Les cliniques privées ont l’obligation de prendre en charge toutes les urgences. Mais dans la pratique, elles exigent un dépôt de garantie effectué par carte de crédit avant tout traitement médical de fond. Le fait d’être affilié auprès d’une compagnie d’assistance et de rapatriement ne dispense pas du dépôt de garantie par carte de crédit, dont le plafond de dépenses doit être de 3.000$.

Des cas de dengue, de choléra, de leptospirose, de leishmaniose et de méningite cérébro-spinale sont régulièrement signalés par les autorités sanitaires dans les provinces du littoral (Guayas, Los Rios, Manabi et Esmeraldas), ainsi qu’enAmazonie. Il est recommandé d’être vigilant lors des déplacements, en particulier durant la période des pluies (propices au développement de foyers infectieux).

 Rage 

Suite au décès, en décembre 2011, de personnes victimes de morsures mortelles de chauves-souris atteintes de la rage, il convient d’éviter la province amazonienne de Morona Santiago située au sud-est de l’Equateur et en particulier le village de Taisha.

 Paludisme 

Prévention du paludisme (malaria) : maladie parasitaire transmise par les piqûres de moustiques qui impose le recours à des mesures de protection individuelle (sprays, crèmes, diffuseurs électriques, moustiquaires…) A ces mesures, peut s’ajouter un traitement médicamenteux adapté à chaque individu : il convient de s’adresser à votre médecin habituel ou à un centre de conseils aux voyageurs.

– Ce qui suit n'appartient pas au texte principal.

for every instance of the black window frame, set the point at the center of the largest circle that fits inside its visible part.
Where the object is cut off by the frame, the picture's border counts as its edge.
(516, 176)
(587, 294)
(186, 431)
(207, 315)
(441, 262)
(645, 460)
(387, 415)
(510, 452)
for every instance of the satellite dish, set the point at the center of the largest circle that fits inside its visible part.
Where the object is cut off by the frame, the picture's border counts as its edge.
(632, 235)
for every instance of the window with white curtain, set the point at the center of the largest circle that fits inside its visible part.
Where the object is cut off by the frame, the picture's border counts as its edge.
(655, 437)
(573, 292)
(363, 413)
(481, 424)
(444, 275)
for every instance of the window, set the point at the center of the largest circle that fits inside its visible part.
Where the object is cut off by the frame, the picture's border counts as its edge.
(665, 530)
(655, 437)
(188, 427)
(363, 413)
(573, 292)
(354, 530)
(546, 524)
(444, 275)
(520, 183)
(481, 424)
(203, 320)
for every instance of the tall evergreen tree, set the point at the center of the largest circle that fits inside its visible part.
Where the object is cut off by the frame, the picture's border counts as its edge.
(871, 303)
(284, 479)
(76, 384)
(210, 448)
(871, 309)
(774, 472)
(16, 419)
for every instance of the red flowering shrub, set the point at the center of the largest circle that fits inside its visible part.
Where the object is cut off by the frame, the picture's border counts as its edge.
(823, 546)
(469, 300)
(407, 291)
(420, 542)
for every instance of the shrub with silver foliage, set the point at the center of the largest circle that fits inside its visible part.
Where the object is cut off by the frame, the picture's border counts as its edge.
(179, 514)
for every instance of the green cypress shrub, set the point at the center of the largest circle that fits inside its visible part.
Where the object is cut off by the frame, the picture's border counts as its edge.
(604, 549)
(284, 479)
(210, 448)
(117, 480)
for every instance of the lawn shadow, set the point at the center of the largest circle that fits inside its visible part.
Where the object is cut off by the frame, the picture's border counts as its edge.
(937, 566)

Le traitement devra être poursuivi après le retour en France durant une durée variable selon le produit utilisé. Classification : Amazonie zone 3 ; ailleurs zone 1. Le paludisme est endémique au-dessous de 1500 mètres dans les provinces d’El Oro, Esmeraldas, Guayas, Manabi, Los Rios, Morona-Santiago, Napo, Pastaza, Sucumbios et Zamora-Chinchipe. Traitement préventif conseillé : mefloquine. Quito, les Galapagos et le centre du pays ne sont pas concernés par le paludisme.

Bien qu’aucune vaccination ne soit obligatoire, on doit considérer comme indispensables : fièvre jaune, poliomyélite.

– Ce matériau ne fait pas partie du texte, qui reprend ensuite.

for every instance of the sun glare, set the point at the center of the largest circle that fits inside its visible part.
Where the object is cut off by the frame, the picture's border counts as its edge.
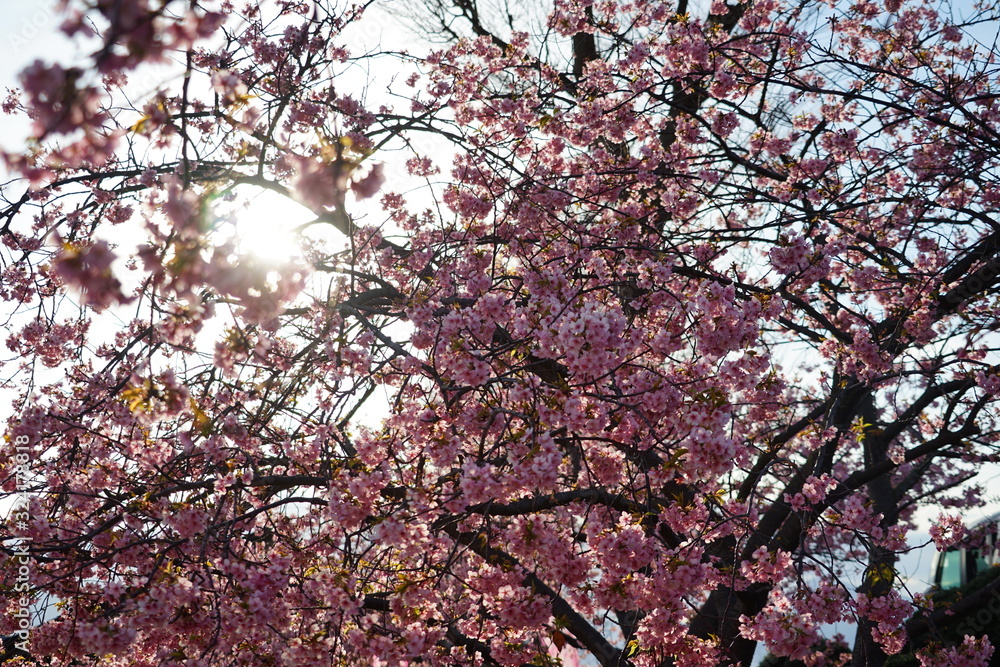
(264, 226)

Recommandées : diphtérie, hépatites A et B.

Il existe de nombreux foyers de rage. L’approvisionnement en vaccin antirabique n’est pas toujours régulier.

Quito et Guayaquil disposent d’une infrastructure hospitalière d’un bon niveau mais coûteuse. Des examens approfondis et des interventions urgentes peuvent y être pratiqués.

Dans la Sierra, l’altitude impose un rythme de vie plus lent. Cette région peut être déconseillée aux personnes atteintes d’une maladie cardiaque ou respiratoire. Les malaises dus à l’altitude durent généralement de 15 jours à un mois.

Il est conseillé : 

  •  de ne pas consommer l’eau du robinet. Dans les restaurants, éviter les glaçons, les crudités, voire les fruits de mer. 
  •  de se protéger du soleil 
  •  d’être vigilant face aux MST. Le sida peut être transmis lors de transfusions sanguines.

Il est recommandé de consulter le médecin traitant avant le départ et de contracter une assurance couvrant les frais médicaux et de rapatriement sanitaire.